Give chance a chance
(2019)
A large part of biodiversity theory is driven by the basic question of what allows species to coexist in spite of a confined number of niches. A substantial theoretical background to this question is provided by modern coexistence theory (MCT), which rests on mathematical approaches of invasion analysis to categorize underlying mechanisms into factors that reduce either niche overlap (stabilizing mechanisms) or the average fitness differences of species (equalizing mechanisms). While MCT has inspired biodiversity theory in the search for these underlying mechanisms, we feel that the strong focus on coexistence causes a bias toward the most abundant species and neglects the plethora of species that are less abundant and often show high local turnover. Given the more stochastic nature of their occurrence, we advocate a complementary cross-level approach that links individuals, small populations, and communities and explicitly takes into account (1) a more complete inclusion of environmental and demographic stochasticity affecting small populations, (2) intraspecific trait variation and behavioral plasticity, and (3) local heterogeneities, interactions, and feedbacks.
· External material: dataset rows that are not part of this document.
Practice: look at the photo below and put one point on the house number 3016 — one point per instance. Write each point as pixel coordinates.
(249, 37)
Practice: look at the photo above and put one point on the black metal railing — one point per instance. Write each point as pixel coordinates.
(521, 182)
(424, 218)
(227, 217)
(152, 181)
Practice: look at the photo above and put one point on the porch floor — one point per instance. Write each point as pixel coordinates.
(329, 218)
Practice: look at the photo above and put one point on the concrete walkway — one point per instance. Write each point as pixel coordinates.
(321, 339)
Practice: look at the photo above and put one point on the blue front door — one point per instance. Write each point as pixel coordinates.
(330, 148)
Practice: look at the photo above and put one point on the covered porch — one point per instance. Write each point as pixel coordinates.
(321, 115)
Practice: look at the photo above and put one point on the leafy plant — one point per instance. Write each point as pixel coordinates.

Focusing on mechanisms that drive the temporary coviability of species rather than infinite coexistence, we suggest a new approach that could be dubbed coviability analysis (CVA). From a modeling perspective, CVA builds on the merged approaches of individual-based modeling and population viability analysis but extends them to the community level. From an empirical viewpoint, CVA calls for a stronger integration of spatiotemporal data on variability and noise, changing drivers, and interactions at the level of individuals. The resulting large volumes of data from multiple sources could be strongly supported by novel techniques tailored to the discovery of complex patterns in high-dimensional data. By complementing MCT through a stronger focus on the coviability of less common species, this approach can help make modern biodiversity theory more comprehensive, predictive, and relevant for applications.